6 Steps to Configure CloudFormation Security Groups
Updated September 30, 2024.
Convenience often comes with a catch. While AWS CloudFormation simplifies infrastructure deployment, misconfigured Security Groups can expose your environment to critical vulnerabilities, such as overly permissive rules.
The numbers tell the story: 95% of AWS principals are granted excessive privileges. But the problem isn’t just sloppy permissions. Unrestricted ports and unencrypted data also put your AWS environment at risk for compliance failures, data breaches, and system exploits.

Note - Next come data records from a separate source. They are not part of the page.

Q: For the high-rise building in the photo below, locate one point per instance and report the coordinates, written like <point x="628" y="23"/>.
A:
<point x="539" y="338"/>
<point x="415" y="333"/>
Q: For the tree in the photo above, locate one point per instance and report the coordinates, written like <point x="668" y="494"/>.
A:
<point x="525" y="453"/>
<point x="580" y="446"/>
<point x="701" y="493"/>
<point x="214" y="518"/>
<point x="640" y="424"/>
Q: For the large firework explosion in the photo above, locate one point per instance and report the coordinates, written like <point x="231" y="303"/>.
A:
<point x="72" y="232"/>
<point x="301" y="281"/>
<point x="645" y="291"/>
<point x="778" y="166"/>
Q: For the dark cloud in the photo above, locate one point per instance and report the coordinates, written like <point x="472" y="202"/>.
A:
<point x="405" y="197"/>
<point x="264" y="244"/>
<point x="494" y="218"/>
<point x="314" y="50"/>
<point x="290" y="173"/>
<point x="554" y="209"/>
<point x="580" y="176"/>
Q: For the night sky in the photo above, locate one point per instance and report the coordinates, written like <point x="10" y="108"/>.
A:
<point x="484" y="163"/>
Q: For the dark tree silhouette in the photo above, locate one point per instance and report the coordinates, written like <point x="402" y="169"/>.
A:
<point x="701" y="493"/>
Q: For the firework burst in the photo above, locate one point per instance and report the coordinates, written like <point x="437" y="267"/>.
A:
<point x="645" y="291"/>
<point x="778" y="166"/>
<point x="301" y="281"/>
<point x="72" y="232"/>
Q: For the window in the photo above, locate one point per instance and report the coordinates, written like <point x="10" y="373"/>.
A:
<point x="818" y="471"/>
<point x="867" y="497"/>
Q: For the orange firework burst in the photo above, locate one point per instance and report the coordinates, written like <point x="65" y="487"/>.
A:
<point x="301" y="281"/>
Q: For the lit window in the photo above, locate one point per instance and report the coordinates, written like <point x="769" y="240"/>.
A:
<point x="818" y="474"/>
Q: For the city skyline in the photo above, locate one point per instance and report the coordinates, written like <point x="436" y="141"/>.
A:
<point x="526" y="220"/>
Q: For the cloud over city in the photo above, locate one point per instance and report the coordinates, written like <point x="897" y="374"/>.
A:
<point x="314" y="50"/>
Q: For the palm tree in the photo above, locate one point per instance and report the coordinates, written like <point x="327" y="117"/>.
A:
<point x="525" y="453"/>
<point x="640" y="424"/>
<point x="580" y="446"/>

As cloud infrastructure grows more complex, even minor misconfigurations in CloudFormation Security Groups can lead to massive exposure for your organization. With all this at stake, it’s safer to properly configure CloudFormation Security Groups from the get-go.
What Are AWS CloudFormation Security Groups?
AWS CloudFormation is an Infrastructure as Code (IaC) tool that automates the provisioning of AWS resources. You can streamline everything from EC2 instances to networking components while keeping the infrastructure version-controlled and scalable.
Security Groups in AWS act as virtual firewalls, providing granular control over your cloud resources' inbound and outbound traffic. They follow a strict "deny all" model, meaning you must explicitly define which traffic is allowed based on IP addresses, protocols, and ports. By default, a new security group allows all outbound traffic but denies all inbound traffic.
However, you must configure Security Groups correctly to avoid misconfiguration vulnerabilities, such as having too many open ports or overly broad IP ranges, which can introduce significant security gaps. Instead of manually configuring your infrastructure, you can define it using CloudFormation templates that consistently deploy and manage resources across your environments.
CloudFormation templates allow you to define Security Groups as code, enabling consistent and repeatable deployment of these virtual firewalls across your AWS infrastructure. This integration means you can version control your security configurations and deploy them alongside other resources.
6 Steps to Configure CloudFormation Security Groups
1. Access the CloudFormation Template
The AWS Management Console makes it easy to create and manage your CloudFormation templates visually:
Go to the AWS CloudFormation section of the console.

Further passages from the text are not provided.